The Most Expensive One-Byte Mistake (2011) - c89X
https://queue.acm.org/detail.cfm?id=2010365
======
fargle
Not the worst paper, but I had to get to the bottom before the author regains
partial sanity. Of course we shouldn't really blame K&R(&K) for the _mistake_
right? (a little backhanded argument, IMHO).

Except, um, it wasn't a mistake. It was an on-purpose. They were fully aware
of the pros and cons of the approach they picked, and the long term success of
their systems is testament to them balancing those trades, and a hundred
others, very effectively.

The author even goes on to explain he had no information about why they choose
that option. Which undercuts the whole argument. Still, a sensational headline
though!

Furthermore null-terminated strings are not the _cause_ of any particular
problem. They work fine. They are merely a contributing factor to the bugs.
The enable a certain class of common bugs, but do not cause them.
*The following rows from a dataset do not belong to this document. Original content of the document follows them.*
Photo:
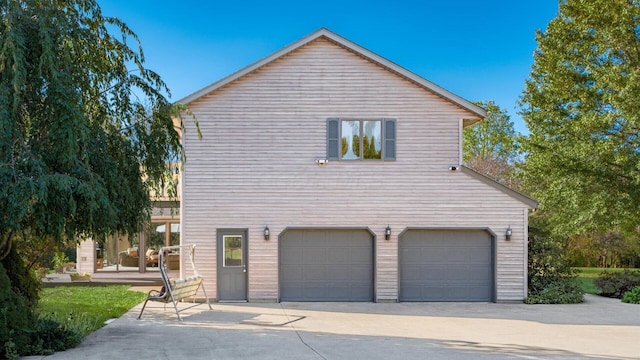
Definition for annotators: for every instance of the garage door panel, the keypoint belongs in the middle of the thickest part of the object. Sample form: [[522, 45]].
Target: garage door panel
[[291, 273], [335, 265], [446, 265]]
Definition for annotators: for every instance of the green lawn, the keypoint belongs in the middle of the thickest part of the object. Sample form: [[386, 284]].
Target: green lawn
[[92, 305], [586, 276]]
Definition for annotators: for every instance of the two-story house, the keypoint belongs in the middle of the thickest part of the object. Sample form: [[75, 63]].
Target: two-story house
[[329, 173]]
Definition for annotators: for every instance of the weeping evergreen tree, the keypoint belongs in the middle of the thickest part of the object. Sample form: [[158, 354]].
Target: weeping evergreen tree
[[86, 130]]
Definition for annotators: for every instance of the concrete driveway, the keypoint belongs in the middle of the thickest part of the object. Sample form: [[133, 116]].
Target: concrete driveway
[[598, 328]]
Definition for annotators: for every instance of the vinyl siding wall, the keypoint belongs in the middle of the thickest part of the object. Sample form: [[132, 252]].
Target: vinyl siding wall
[[255, 166]]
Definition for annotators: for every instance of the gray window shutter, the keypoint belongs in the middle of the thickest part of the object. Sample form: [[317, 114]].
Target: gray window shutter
[[389, 137], [333, 139]]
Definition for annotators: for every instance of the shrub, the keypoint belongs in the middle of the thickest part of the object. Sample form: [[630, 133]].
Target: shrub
[[16, 319], [633, 296], [23, 281], [616, 284], [49, 335], [60, 259], [551, 278]]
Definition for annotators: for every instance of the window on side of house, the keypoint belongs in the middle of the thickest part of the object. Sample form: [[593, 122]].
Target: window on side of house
[[361, 139]]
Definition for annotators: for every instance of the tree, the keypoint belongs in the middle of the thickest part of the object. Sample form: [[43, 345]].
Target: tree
[[581, 106], [550, 277], [492, 146], [83, 138]]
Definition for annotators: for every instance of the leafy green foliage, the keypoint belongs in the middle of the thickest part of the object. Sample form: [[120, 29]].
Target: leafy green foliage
[[616, 284], [551, 279], [633, 296], [84, 138], [16, 319], [60, 259], [492, 146], [23, 281], [50, 335], [93, 304], [610, 249], [581, 106]]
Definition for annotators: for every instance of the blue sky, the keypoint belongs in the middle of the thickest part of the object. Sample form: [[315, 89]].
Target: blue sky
[[477, 49]]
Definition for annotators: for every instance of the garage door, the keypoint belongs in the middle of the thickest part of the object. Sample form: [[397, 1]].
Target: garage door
[[326, 265], [446, 265]]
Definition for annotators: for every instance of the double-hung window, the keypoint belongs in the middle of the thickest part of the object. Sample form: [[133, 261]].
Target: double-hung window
[[361, 139]]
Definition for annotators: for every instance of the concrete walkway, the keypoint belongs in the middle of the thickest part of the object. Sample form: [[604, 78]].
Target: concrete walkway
[[599, 328]]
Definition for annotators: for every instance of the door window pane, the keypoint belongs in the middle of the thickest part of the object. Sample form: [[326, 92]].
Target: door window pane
[[232, 245]]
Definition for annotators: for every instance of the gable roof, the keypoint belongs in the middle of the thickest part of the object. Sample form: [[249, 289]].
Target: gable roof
[[533, 204], [340, 41]]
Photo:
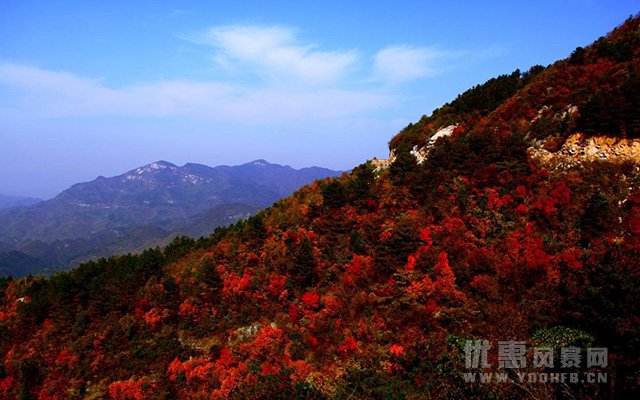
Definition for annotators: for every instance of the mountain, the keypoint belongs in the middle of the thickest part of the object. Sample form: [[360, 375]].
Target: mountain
[[16, 201], [508, 221], [105, 216]]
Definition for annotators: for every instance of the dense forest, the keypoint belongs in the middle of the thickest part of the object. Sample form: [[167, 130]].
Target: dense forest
[[368, 286]]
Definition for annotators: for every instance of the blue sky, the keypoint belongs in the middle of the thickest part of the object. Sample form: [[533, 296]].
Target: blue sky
[[98, 88]]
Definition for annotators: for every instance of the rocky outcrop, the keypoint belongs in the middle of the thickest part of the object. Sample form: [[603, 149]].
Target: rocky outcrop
[[580, 148]]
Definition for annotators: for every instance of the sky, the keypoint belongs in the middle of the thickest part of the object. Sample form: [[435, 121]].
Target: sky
[[100, 88]]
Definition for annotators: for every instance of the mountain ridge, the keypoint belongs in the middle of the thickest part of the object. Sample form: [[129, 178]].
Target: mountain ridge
[[90, 215], [377, 284]]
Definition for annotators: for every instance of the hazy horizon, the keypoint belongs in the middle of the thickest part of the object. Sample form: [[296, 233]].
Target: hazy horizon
[[104, 88]]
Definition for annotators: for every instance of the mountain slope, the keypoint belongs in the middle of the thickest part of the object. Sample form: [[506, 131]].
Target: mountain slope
[[371, 285], [16, 201], [89, 219]]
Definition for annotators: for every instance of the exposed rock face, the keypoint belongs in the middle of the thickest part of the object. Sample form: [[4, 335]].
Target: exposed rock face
[[381, 165], [419, 153], [580, 148]]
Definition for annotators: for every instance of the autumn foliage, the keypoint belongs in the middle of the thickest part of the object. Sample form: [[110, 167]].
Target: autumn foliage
[[364, 286]]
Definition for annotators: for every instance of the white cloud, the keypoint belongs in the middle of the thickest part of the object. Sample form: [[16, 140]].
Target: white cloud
[[300, 82], [404, 63], [46, 93], [275, 53]]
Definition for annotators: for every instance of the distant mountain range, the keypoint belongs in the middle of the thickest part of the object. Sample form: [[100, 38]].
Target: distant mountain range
[[16, 201], [143, 207]]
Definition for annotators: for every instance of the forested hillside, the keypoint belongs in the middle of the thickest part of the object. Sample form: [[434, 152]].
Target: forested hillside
[[369, 285]]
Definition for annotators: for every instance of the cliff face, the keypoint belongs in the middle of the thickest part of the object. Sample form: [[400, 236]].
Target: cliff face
[[580, 147]]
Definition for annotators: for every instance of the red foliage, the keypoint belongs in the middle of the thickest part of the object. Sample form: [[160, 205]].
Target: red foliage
[[128, 390]]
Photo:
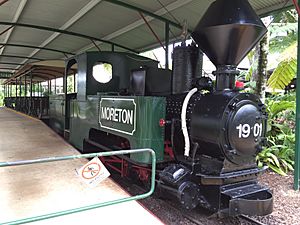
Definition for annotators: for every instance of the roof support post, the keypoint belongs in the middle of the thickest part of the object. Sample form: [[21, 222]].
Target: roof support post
[[167, 38], [55, 86], [25, 95], [48, 89], [16, 88], [20, 91], [65, 109], [297, 133], [30, 105], [74, 82]]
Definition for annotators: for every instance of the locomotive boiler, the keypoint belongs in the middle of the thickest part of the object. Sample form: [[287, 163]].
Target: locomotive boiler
[[205, 134]]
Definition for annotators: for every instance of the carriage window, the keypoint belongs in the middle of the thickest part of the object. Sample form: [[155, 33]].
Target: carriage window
[[102, 72]]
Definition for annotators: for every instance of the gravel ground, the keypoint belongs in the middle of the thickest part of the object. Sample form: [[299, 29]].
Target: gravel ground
[[286, 203], [286, 200]]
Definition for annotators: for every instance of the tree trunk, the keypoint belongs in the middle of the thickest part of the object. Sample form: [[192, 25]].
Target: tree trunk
[[260, 71]]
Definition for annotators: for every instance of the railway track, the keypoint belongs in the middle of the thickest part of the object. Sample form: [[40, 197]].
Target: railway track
[[251, 220], [192, 216]]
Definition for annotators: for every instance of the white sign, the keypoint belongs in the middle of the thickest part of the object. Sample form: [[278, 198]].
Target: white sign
[[93, 172]]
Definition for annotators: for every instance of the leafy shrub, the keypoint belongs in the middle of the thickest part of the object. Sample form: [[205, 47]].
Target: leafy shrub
[[278, 154]]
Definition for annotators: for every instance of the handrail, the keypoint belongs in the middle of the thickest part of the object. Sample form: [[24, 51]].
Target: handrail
[[88, 207]]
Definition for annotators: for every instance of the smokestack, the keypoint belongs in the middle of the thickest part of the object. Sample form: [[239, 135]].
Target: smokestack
[[226, 33]]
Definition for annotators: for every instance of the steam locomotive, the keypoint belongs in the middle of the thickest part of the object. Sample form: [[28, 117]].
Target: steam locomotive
[[205, 134]]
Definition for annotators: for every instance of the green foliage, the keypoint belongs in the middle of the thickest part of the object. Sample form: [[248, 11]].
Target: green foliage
[[279, 152], [281, 36], [283, 74]]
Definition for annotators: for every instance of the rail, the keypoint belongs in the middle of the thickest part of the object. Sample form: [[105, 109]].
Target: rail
[[88, 207]]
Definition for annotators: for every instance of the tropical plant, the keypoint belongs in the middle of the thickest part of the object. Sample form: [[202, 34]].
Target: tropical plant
[[286, 70], [279, 151]]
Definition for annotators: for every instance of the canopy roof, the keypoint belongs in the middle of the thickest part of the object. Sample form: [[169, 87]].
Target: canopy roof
[[36, 30]]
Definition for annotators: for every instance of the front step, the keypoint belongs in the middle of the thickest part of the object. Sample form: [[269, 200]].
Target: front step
[[248, 198]]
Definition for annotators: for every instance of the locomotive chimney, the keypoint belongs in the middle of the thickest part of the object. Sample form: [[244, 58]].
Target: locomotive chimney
[[226, 34]]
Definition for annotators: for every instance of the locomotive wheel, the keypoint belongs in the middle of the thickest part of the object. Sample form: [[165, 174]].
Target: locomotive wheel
[[189, 195]]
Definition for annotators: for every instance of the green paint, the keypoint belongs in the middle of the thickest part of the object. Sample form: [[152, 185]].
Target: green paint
[[147, 133], [88, 207], [297, 133]]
I'll tell you another not-a-mistake they made. Making things like string
handling part of the library, written in the high(ish)-level language, not
part of the compiler and language itself. You are completely free to use
whatever kind of strings you want, if they are better. Like
[http://bstring.sourceforge.net](http://bstring.sourceforge.net). Which I have
never done - why? because C-strings work just fine for what I need. But the
library is just a toolbox and C-strings are one of those tools.

It is a poor workman indeed who blames his tools.